Évidemment ce parti pris de visiter plusieurs époques différentes (une par épisode) fait reposer une forte responsabilité sur le dessinateur pour engendrer à chaque fois des décors crédibles et assez fournis pour que le lecteur puisse s'y plonger rapidement. Les qualités d'Oeming éclatent à chacune des époques concernées. le premier épisode repose entièrement sur sa capacité à montrer les actions, mais aussi les sentiments des personnages par le biais du langage corporel (ces hommes préhistoriques ne communiquent que par grognements inintelligibles). Son style à base de gros traits convient à merveille à ce passage et chaque émotion est perceptible avec une intensité impressionnante. Au fil des épisodes, MAO se permet quelques clins d'oeil facilement détectables. Par exemple dans le deuxième épisode, le lecteur repère la silhouette sombre d'un cavalier avec une hache à la main qui évoque le Death Dealer de
Frank Frazetta. Il est possible également de détecter plusieurs pastiches des images les plus célèbres de Conan. Toutefois ces références restent au second plan et elles ne prennent jamais le pas sur la narration.
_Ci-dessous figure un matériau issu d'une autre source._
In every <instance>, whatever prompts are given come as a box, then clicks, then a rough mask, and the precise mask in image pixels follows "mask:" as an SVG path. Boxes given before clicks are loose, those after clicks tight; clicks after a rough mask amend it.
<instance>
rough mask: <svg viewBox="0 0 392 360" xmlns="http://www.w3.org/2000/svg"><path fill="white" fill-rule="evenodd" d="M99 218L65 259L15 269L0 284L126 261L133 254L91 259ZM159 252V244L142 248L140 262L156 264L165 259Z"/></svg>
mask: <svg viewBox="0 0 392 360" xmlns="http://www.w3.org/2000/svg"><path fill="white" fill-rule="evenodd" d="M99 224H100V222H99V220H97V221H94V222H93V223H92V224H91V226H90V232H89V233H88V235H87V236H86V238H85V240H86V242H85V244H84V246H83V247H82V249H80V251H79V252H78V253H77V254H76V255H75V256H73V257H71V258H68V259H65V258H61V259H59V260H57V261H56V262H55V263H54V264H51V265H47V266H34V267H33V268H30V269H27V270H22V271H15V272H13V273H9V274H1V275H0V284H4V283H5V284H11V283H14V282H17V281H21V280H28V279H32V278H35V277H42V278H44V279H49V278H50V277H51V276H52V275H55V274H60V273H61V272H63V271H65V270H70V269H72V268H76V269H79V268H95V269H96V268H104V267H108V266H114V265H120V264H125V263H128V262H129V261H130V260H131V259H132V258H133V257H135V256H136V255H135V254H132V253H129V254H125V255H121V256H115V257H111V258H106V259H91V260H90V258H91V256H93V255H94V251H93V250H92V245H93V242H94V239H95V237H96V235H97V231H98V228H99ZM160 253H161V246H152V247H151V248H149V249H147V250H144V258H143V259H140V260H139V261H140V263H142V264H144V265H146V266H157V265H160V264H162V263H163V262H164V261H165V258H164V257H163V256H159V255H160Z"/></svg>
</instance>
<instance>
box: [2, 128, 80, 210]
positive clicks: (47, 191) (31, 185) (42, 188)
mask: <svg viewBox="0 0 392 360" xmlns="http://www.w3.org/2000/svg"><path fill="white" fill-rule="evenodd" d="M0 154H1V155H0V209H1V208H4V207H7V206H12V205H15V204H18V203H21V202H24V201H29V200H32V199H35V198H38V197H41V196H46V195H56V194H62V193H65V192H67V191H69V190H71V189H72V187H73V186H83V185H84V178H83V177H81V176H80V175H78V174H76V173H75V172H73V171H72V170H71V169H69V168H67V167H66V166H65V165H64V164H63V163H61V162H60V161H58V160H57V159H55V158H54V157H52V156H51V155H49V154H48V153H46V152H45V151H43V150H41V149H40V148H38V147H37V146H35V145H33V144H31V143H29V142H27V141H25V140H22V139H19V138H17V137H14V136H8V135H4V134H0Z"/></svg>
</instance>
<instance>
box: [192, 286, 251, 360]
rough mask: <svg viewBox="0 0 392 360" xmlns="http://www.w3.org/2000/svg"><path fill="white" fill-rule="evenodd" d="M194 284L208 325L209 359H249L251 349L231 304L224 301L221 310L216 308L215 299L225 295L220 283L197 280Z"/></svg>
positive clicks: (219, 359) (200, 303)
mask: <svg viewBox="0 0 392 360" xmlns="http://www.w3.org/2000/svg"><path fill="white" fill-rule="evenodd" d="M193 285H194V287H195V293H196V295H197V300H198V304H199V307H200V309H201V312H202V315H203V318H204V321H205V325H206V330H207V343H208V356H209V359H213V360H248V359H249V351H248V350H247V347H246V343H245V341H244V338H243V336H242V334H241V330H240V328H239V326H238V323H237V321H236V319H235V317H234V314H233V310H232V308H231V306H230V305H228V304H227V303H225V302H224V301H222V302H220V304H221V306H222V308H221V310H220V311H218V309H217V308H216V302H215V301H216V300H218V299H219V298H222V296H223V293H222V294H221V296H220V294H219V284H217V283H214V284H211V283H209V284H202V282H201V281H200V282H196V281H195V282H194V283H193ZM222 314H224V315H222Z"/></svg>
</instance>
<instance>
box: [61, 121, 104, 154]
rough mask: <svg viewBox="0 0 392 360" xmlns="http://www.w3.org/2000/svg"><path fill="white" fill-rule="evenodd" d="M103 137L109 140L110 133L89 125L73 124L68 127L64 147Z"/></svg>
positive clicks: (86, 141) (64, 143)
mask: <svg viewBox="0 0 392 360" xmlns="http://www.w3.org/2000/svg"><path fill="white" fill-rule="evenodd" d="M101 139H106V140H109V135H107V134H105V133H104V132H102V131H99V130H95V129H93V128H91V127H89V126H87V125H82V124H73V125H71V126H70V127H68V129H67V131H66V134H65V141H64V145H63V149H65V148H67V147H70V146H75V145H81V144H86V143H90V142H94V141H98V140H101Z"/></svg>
MAO trouve des solutions élégantes pour introduire les éléments visuels propres à chaque époque et pour décrire les combats entre Powers. Toujours dans le premier épisode, il décrit le combat entre mèche blanche et mèche rouge dans une double page comprenant une soixantaine de cases. le script de BMB montre que l'idée provient de Bendis, mais qu'Oeming l'a amenée plus loin avec une solution visuelle remarquable de simplicité et d'efficacité. Et il reprend par 2 ou 3 fois cette mise en pages très spécifique créant ainsi un leitmotiv visuel simple à assimiler et créant une résonnance magistrale entre différents moments.
Avec cette histoire, Bendis et Oeming s'affranchissent du cadre qu'ils s'étaient eux-mêmes imposés pour raconter une histoire remarquable pour plusieurs points. (1) Ils enrichissent l'environnement de la série, sans la dénaturer. (2) L'histoire est portée par les personnages au portrait psychologique développé, sans tomber dans le travers de flux de pensées artificiels. (3) Les séquences d'action et de dialogues s'entremêlent harmonieusement pour une narration fluide. (4) La progression narrative tient le lecteur en haleine de bout en bout, avec des visuels marquants. (5) Derrière ce divertissement intelligent, le lecteur peut distinguer un commentaire sur les composantes immuables de la personnalité d'un individu. le lecteur pourra être inquiet par la conclusion un peu trop stéréotypée, mais à ce point de la série je fais confiance à ses auteurs pour éviter de se reposer sur des clichés. La série se poursuit dans "Légendes" (épisodes 1 à 6 de la deuxième époque).